De oorlog tegen Veii

In het hernieuwde conflict met Veii speelde een zekere Marcus Furius Camillus een hoofdrol. Hij was een telg uit het patricische geslacht de gens Furia. Dit geslacht had de Republiek al vele consuls en consulaire krijgstribunen geleverd, maar Marcus Furius was de eerste die de bijnaam Camillus had, wat zowel ‘jongetje’ als ‘dienaar van een priester’ betekent. Hoe hij aan die bijnaam kwam, is niet bekend. Volgens zijn biograaf Plutarchus zou hij als jongeman nog hebben meegevochten onder de dictator Aulus Postumius Tubertus, die in 431 BCE bij de Algidus de Aequi en de Volsci versloeg. Als deze mededeling klopt, moet Camillus dus omstreeks 447 BCE geboren zijn en als ongeveer zestienjarige hebben meegestreden. De strijd bij de Algidus was bijzonder bloederig. De dictator raakte gewond aan zijn schouder en een van de consuls verloor een arm. Ook de jonge Camillus raakte gewond, maar hij trok de speer die hem had geraakt uit zijn dijbeen, zette de strijd voort en verjoeg de vijand.[1]

Bronzen beeldje van een camillus, de dienaar van een priester (eerste eeuw CE, Capitolijnse Musea, Rome).
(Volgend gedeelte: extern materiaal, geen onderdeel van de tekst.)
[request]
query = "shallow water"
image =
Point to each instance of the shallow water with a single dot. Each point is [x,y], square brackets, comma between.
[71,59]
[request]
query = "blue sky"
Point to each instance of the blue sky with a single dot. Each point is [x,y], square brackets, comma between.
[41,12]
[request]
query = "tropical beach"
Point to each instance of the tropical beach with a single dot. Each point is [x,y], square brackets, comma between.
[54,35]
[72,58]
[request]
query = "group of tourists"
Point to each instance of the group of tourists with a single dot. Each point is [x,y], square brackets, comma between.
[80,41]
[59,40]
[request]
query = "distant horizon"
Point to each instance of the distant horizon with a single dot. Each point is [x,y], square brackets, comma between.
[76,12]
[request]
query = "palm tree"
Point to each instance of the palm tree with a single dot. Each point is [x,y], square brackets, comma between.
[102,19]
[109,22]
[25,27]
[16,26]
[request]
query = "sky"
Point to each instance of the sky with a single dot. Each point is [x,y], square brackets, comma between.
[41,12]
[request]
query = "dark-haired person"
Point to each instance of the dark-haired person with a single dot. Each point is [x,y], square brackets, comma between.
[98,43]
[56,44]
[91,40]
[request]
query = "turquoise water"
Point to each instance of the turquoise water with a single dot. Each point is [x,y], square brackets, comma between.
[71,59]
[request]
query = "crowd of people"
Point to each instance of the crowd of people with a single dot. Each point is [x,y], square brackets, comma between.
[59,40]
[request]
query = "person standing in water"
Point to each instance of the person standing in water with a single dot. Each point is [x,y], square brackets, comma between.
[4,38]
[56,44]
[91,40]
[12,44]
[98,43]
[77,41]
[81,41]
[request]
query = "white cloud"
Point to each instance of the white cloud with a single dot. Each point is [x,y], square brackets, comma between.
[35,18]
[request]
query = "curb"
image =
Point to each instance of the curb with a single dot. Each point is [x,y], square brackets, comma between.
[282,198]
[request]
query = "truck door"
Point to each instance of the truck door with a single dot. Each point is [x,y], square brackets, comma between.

Aan het begin van de oorlog tegen Veii had Camillus nog geen officiële functie. In 403 BCE of 401 BCE werd hij voor het eerst tot consulair krijgstribuun gekozen, het toenmalige alternatief voor de consuls (zie deze bijdrage). Het eerstgenoemde jaar is niet geheel zeker, aangezien Camillus toen ook als censor diende.[2] Nu werd het gelijktijdig bekleden van twee ambten pas formeel verboden door de Lex Genucia van 342 BCE, dus het is niet geheel ondenkbaar dat Camillus beide ambten op zich nam. Volgens Livius was er in de oorlog tegen Veii sprake van diverse noviteiten. Voor het eerst zouden Romeinse soldaten betaald zijn, en wel uit de buit van de Volskische stad Anxur (Tarracinae). Daarnaast zou bij het beleg van Veii al de tactiek van circumvallatio en contravallatio zijn toegepast, dat wil zeggen het bouwen van schanswerken die zowel naar de belegerde stad als naar het omliggende gebied zijn gericht. Ook zouden de Romeinen voor het eerst winterkwartieren hebben gebouwd, waaruit we mogen afleiden dat voorheen een beleg doorgaans werd afgebroken als het oorlogsseizoen in oktober afliep.[3] Het verhaal van de betaling van de soldaten – met stukken brons of de eerste bronzen munten – kan wel kloppen, maar het is nogal onaannemelijk dat de Romeinen op dit punt van hun geschiedenis al in staat waren een stad doorlopend te belegeren. Het verhaal zoals Livius het vertelt heeft ook meer weg van verschillende kortere belegeringen afgewisseld met strooptochten.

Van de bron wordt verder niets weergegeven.